Pope Francis emphasized "evangelization" as a top priority in the Church. During the World Youth Day in Brazil, the Pope criticized Brazil's Church for the exodus of Catholic followers. The Pope blamed the exodus on a long list of failings by the church and and leaders sometimes caught up by intellectualism over rigid rules - a church that is "too distant" or "too cold."
According to Brazilian census data, the number of Catholics decreased from 125 million in 2000 to 123 million in 2010, with the Church's share of the total population dropping from 74% to 65%. During this same time period, the number of evangelical Protestants and Pentecostals has risen from 26 million to 42 million, which is an increase of 15% to 22% of the population in 2010.
After hearing the Pope's message of evangelization, the Neocatechumenal Way took the Pope's advise. They took to the streets, going into the public squares to spread the news of God's love and mercy. The Way chose certain public places to evangelize. This was very different from going out on two by twos. In this type of evangelization, our communities chose an area, which is a huge field. The area is close enough to a road traffic light where people in their cars were able to see and hear us....especially when the traffic light turns red. Members of the Way also invited guests to these public squares to listen to Christ's love and mercy for each one of us. The role of evangelization does not belong solely to the priest, but to every baptized Catholic. According to Pope Francis in his letter, which is published in the Vatican website:
The Second Vatican Council emphasized in a special way how the missionary task, that of broadening the boundaries of faith, belongs to every baptized person and all Christian communities; since "the people of God lives in communities, especially in dioceses and parishes, and becomes somehow visible in them, it is up to these to witness Christ before the nations" (Ad Gentes, 37). Each community is therefore challenged, and invited to make it's own, the mandate entrusted by Jesus to the Apostles, to be his "witnesses in Jerusalem, throughout Judea and Samaria and to the ends of the ends of the earth" (Acts 1:8) and this, not as a secondary aspect of Christian life, but as its essential aspect: we are all invited to walk the streets of the world with our brothers and sisters, proclaiming and witnessing to our faith in Christ and making ourselves heralds of his Gospel.

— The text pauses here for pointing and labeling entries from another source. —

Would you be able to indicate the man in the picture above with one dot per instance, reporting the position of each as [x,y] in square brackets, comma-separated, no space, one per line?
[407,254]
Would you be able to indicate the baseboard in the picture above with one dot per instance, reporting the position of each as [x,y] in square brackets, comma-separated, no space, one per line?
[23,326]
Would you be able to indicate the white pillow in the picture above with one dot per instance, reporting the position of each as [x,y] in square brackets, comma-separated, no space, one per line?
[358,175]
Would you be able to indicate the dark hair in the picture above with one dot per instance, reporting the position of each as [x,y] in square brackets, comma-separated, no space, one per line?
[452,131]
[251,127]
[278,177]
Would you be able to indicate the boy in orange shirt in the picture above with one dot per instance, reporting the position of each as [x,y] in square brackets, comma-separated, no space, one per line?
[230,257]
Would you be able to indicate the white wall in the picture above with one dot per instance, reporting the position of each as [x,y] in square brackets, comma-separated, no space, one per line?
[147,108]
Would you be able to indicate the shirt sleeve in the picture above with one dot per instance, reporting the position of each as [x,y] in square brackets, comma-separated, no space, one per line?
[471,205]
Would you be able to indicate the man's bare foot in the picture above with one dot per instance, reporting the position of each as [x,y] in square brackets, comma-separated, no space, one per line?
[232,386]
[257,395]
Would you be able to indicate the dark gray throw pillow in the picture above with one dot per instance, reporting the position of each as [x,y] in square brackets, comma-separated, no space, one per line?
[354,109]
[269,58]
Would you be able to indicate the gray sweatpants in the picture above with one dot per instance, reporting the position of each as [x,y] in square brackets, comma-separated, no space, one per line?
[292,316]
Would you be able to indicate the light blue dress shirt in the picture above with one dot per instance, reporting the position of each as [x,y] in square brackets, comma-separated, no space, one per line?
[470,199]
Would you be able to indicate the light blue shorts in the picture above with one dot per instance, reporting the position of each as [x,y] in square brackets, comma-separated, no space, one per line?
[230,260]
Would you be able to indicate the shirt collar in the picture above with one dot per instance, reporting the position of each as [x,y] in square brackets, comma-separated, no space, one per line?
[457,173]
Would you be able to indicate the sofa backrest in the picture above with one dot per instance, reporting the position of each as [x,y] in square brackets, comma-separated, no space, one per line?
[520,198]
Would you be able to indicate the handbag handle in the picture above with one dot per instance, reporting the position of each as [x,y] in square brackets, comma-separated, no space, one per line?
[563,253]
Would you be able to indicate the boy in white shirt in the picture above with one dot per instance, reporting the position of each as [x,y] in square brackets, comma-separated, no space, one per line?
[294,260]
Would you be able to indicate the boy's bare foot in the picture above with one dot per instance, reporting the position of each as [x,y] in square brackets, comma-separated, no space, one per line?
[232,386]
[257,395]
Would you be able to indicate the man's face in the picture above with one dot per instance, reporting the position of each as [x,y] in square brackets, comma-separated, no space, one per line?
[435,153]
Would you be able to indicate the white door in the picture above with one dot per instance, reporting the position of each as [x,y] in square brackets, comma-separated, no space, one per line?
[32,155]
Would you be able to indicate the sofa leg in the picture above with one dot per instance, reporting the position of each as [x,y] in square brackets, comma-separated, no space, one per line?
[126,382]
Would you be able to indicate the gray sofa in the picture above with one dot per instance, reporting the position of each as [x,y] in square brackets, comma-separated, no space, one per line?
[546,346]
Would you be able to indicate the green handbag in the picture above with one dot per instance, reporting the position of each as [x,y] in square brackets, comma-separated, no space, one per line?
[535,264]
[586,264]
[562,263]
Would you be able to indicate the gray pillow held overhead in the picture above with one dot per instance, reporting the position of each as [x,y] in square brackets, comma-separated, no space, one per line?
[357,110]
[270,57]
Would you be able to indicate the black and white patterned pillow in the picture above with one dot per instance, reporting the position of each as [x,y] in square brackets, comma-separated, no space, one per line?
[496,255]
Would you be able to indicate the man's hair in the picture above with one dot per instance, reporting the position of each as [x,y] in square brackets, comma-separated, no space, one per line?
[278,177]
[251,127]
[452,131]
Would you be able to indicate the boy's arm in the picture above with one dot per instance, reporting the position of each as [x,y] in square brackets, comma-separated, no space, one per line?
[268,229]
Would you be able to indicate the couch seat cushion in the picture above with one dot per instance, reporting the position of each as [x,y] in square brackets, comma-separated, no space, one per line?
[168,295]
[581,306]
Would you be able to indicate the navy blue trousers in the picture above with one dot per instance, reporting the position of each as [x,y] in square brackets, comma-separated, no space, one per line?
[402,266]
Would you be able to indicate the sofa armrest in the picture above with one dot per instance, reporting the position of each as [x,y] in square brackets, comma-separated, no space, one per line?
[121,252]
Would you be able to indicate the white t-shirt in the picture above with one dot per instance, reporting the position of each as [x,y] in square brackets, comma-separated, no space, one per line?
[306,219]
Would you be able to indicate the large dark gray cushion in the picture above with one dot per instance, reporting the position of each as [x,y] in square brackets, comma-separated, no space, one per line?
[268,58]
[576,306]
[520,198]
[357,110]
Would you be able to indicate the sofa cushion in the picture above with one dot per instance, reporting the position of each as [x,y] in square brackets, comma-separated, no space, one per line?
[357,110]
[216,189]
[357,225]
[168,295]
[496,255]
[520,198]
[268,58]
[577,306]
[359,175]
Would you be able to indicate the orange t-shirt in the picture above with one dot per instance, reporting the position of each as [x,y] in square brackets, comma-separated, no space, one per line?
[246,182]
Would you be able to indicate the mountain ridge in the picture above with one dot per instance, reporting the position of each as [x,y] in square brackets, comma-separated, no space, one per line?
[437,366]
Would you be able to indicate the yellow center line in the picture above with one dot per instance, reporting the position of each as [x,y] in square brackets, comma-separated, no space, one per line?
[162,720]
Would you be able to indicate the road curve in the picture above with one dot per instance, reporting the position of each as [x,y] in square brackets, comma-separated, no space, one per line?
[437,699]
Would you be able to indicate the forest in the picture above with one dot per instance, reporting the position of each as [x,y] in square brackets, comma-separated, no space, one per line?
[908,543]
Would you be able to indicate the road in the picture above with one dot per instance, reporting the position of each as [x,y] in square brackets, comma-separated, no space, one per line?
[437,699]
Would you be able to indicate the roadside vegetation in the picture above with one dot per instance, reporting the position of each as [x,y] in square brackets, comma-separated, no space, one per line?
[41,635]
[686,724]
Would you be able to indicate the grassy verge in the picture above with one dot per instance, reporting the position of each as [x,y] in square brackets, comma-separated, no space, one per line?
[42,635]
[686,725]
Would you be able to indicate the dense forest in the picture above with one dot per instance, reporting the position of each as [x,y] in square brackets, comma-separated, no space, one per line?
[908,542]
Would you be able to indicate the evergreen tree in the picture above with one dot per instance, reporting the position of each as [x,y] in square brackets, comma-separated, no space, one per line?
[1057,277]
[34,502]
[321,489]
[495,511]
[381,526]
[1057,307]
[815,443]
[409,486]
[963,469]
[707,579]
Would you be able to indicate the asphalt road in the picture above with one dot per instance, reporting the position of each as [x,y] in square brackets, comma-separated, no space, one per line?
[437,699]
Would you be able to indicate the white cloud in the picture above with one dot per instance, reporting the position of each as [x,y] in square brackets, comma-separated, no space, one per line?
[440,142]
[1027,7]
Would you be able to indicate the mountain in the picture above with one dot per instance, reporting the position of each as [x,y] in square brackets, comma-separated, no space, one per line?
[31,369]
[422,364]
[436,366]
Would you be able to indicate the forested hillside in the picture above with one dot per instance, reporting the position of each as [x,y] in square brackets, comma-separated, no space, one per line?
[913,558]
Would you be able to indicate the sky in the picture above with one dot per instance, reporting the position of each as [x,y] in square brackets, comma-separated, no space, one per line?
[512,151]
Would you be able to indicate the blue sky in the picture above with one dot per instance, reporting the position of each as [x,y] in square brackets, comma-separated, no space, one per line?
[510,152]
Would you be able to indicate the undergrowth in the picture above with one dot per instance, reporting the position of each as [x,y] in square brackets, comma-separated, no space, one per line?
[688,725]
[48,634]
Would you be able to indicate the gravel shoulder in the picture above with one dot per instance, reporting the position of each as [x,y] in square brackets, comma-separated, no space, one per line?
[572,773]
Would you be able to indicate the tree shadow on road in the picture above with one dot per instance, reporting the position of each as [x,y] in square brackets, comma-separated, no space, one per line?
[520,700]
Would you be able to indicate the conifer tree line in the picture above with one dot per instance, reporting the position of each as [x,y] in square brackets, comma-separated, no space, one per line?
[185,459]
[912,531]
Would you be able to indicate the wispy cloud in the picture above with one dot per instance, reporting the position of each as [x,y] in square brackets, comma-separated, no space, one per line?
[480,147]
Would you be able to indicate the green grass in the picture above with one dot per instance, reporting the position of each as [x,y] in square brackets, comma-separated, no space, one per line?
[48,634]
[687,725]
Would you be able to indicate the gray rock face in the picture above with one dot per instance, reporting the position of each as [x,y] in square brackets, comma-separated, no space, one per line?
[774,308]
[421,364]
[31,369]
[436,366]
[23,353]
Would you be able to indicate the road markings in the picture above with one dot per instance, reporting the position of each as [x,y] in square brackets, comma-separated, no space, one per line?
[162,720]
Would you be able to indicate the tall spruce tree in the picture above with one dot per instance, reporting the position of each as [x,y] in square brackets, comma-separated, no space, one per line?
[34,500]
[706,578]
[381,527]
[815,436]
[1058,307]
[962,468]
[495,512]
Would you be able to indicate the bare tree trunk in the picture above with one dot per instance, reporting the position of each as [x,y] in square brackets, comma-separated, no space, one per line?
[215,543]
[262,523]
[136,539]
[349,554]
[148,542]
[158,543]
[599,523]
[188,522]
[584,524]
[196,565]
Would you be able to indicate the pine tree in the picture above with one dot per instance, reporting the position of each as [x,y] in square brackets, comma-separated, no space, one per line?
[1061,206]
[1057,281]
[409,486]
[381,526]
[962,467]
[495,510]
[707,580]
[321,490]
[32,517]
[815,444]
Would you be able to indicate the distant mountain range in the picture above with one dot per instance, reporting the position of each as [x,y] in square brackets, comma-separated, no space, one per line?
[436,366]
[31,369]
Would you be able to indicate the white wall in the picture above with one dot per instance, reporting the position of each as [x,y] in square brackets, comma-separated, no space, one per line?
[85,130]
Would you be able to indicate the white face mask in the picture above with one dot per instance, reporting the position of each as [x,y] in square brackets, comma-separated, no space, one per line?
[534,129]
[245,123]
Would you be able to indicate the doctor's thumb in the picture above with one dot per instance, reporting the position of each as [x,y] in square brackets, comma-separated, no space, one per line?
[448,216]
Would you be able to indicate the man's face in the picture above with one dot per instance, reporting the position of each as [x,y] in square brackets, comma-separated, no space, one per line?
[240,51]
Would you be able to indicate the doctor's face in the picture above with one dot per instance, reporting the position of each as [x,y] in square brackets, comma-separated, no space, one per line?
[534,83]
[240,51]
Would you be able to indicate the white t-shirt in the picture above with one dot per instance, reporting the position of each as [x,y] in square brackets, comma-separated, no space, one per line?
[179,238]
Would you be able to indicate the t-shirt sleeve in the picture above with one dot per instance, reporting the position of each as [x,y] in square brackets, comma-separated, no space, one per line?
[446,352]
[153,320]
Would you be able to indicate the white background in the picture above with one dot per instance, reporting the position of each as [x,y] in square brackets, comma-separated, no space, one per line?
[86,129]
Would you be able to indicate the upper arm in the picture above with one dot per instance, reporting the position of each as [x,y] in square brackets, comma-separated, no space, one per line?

http://www.vatican.va/holy_father/francesco/messages/missions/documents/papa-francesco_20130519_giornata-missionaria2013_en.html
This Great Mission took place on Guam and all over the world. In some cases, it can have an unexpected impact on a person. According to one Catholic news report on the Great Mission (you can read the rest of the news report in the weblink below):
Great Mission Launches
The woman found the flier lying in the gutter.
“Your life will change, you will be happier,” the paper declared. “Christ loves you! He loves you, even though you may be a sinner.”
It was just the message she needed that day—the day she had planned to kill herself.
She attended the event—“The Great Mission,” the flier called it—and told the others who gathered there that her life was in chaos so deep that she could see no way but death to resolve it.
“That’s why I’m here. You gave me hope,” she said. “Today, you saved my life.”
It all happened in the parking lot of a Westminster grocery store where the brothers and sisters of the Neocatechumenal Way had gathered for The Great Mission, a project inaugurated by the Year of Faith.
Around the world, it’s estimated that the Great Mission was carried out in over 10,000 public squares—11 of them in Orange County. Members of the neocatechumenate community volunteered during the five Sundays of the Easter season to reach out to people in a public area—perhaps the parking lot of a shopping center or a restaurant, perhaps a park—and invite them to a 75-minute gathering including mid-afternoon prayers, testimony from people walking the Way, a group dialogue, and catechesis.
It can be nerve-wracking to approach strangers with an evangelistic mission, neocatechumenates admit, but their involvement in the Neocatechumenal Way prepared them for the Great Mission. The Way—a process of ever-deepening catechesis—is made up of individuals in small communities who “walk” together, gathering weekly for a celebration of the Word and the Eucharist, and monthly for a convivence (or day retreat). Together the group moves from phase to phase: from the pre-catechumenate to the first and second scrutinies, from the catechumenate to traditio, redditio, and election. In each phase, they add to their Christian activities—praying from the breviary each morning, for example, saying the rosary every day, and going door-to-door in pairs to share their experience of Christ.
Response to such neocatechumenal outreach can certainly vary, but the Great Mission was well received, says Frank Canlas, who carries the title of “the responsible” for neocatechumenate communities at Yorba Linda’s Santa Clara de Asis and San Clemente’s Our Lady of Fatima.
“The response from the people when we went out to invite them to this Mission was surprise that the Catholic Church was coming to them. They were surprised that the church is reaching out to them,” he recalls.